See 'nlm2sval2.pl --help' for a list of options and their usage.


AUTHOR

Mahesh Joshi <joshi031@d.umn.edu>

Ted Pedersen <tpederse@d.umn.edu>


BUGS


SEE ALSO

NLM WSD Test Collection : http://wsd.nlm.nih.gov/

Senseval-2 : http://www.sle.sharp.co.uk/senseval2/

nlm2sval2driver.pl


COPYRIGHT

Copyright (C) 2005, Ted Pedersen and Mahesh Joshi

This program is free software; you can redistribute it and/or modify it under the terms of the GNU General Public License as published by the Free Software Foundation; either version 2 of the License, or (at your option) any later version.
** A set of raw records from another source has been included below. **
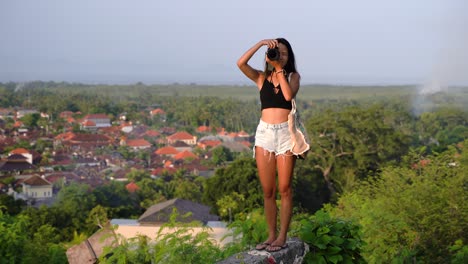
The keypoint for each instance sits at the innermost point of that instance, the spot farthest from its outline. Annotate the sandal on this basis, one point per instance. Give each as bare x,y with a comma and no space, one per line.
262,246
276,248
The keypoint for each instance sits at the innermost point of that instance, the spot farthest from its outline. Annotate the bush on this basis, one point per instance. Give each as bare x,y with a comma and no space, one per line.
331,240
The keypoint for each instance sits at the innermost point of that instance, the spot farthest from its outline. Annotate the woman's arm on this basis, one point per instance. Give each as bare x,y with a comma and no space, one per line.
242,63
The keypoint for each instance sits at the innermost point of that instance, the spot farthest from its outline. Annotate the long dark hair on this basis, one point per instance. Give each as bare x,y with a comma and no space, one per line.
290,66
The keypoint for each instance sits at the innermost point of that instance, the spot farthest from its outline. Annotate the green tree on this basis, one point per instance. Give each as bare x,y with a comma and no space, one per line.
412,214
351,143
188,190
229,204
241,177
221,155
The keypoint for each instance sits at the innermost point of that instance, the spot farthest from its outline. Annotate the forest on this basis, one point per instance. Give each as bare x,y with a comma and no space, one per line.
385,180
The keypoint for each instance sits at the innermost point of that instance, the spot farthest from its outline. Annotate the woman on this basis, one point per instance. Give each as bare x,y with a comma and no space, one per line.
278,84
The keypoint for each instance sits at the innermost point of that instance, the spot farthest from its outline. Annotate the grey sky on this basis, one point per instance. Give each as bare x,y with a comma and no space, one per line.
152,41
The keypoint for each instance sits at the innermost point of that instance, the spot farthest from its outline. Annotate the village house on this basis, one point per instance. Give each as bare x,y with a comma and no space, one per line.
136,144
150,225
169,151
95,121
36,187
182,136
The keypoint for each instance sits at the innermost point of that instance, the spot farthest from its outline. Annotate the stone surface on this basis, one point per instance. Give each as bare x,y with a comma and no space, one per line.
293,254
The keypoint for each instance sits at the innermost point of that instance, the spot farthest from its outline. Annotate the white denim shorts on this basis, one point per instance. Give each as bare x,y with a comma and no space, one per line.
273,137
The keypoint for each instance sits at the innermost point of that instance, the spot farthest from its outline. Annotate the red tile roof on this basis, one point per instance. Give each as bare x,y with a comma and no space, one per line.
96,116
132,187
152,133
203,129
180,136
36,180
157,111
184,155
209,143
138,143
166,151
19,151
89,123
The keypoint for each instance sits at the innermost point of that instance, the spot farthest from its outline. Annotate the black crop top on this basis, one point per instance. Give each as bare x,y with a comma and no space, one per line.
270,99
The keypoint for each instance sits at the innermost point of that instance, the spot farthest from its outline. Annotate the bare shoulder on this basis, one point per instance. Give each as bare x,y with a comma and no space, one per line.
260,79
295,75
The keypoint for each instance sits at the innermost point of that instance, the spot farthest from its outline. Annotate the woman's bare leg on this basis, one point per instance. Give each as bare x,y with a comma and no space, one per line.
266,166
285,165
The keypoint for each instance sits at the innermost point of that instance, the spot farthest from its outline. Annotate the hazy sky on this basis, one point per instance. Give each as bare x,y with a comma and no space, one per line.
153,41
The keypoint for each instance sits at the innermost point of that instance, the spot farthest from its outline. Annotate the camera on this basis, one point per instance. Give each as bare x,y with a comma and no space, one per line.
273,54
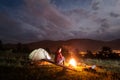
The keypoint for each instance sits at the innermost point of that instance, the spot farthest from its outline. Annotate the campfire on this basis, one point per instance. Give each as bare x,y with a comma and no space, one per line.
72,62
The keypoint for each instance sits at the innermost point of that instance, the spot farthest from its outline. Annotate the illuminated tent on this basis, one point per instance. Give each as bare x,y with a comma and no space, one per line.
39,54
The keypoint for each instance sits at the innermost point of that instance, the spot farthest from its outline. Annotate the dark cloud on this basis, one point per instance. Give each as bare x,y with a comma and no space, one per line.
115,15
32,20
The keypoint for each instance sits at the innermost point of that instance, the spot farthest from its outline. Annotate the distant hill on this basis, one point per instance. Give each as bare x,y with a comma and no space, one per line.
76,44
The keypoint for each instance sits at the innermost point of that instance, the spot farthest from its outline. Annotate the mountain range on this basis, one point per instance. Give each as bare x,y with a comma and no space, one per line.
76,44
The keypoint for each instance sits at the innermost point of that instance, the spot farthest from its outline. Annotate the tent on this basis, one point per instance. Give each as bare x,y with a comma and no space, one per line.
39,54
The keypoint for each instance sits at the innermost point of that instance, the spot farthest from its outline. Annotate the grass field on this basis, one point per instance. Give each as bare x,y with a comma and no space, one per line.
17,67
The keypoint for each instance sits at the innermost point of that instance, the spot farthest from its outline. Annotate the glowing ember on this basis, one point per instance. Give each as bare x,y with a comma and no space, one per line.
72,62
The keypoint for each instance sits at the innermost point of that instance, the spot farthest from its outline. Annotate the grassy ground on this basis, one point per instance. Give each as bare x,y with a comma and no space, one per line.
16,67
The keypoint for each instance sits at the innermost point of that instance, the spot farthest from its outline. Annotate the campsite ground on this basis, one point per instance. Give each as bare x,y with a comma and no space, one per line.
17,67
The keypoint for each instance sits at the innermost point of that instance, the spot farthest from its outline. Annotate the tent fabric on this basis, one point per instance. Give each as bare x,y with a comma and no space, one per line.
39,54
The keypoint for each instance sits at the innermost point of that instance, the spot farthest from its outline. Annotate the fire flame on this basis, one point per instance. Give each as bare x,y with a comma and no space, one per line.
72,62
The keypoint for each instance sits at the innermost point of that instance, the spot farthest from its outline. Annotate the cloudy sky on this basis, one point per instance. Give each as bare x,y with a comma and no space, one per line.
35,20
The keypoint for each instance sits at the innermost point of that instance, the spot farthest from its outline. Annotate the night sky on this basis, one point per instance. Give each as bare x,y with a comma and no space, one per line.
35,20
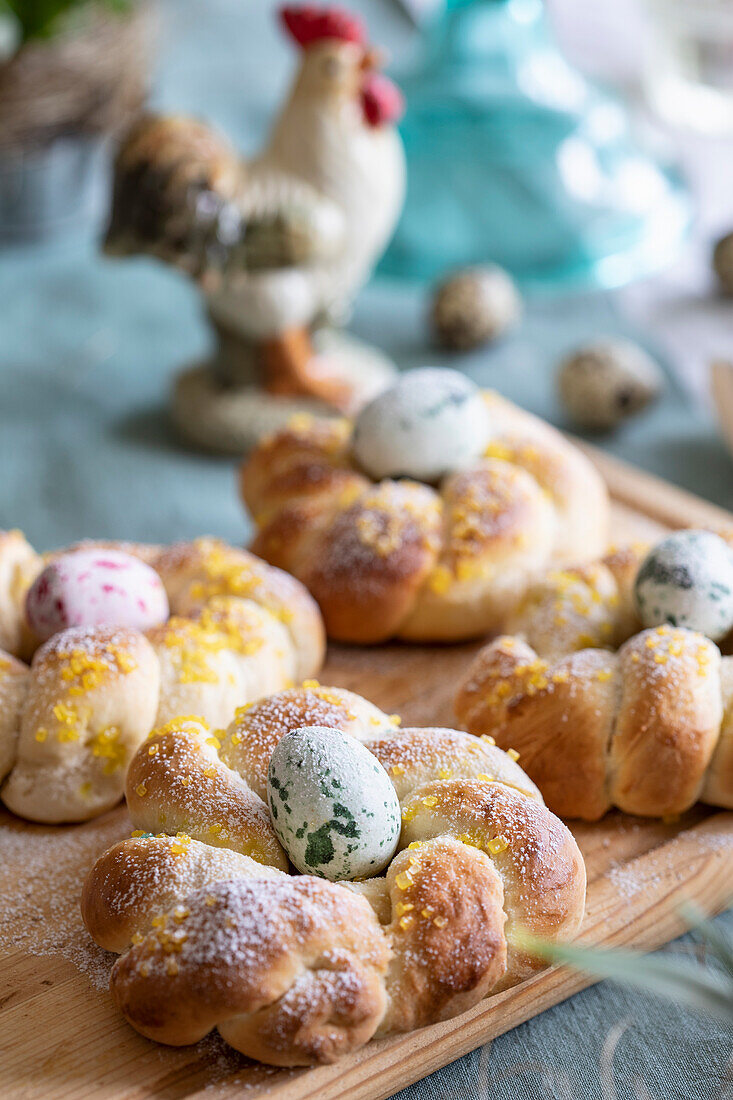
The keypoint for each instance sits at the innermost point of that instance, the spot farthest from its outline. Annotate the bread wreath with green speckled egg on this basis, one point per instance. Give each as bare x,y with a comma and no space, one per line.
232,629
429,517
648,728
296,969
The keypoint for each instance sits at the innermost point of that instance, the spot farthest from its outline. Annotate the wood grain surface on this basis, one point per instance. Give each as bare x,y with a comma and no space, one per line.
61,1038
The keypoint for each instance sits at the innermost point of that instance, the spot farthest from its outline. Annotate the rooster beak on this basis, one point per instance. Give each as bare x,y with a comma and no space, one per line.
372,59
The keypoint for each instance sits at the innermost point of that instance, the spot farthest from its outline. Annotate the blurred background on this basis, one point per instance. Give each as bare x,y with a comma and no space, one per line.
586,147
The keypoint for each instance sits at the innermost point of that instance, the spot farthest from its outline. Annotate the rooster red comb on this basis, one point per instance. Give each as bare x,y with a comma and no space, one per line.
308,24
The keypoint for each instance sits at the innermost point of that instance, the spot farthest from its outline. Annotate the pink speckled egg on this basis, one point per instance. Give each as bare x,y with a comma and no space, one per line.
96,587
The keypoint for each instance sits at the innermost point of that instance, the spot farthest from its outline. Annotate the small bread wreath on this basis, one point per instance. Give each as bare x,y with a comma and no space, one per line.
297,970
444,561
70,723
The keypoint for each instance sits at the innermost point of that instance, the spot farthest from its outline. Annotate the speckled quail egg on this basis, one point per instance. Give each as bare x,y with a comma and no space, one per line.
428,424
604,383
723,263
332,805
474,307
687,580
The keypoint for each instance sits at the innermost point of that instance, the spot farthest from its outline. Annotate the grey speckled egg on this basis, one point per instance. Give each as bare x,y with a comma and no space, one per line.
332,805
428,424
604,383
687,580
474,307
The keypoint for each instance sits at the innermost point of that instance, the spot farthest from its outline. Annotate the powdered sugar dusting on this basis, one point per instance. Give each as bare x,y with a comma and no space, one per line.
41,873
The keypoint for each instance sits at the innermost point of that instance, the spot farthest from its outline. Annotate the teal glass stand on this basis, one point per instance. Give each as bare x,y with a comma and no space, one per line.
514,157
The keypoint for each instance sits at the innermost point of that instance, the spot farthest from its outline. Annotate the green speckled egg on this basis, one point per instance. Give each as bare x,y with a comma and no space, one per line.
332,805
687,580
This program is distributed in the hope that it will be useful, but WITHOUT ANY WARRANTY; without even the implied warranty of MERCHANTABILITY or FITNESS FOR A PARTICULAR PURPOSE. See the GNU General Public License for more details.

You should have received a copy of the GNU General Public License along with this program; if not, write to the Free Software Foundation, Inc., 59 Temple Place - Suite 330, Boston, MA 02111-1307, USA.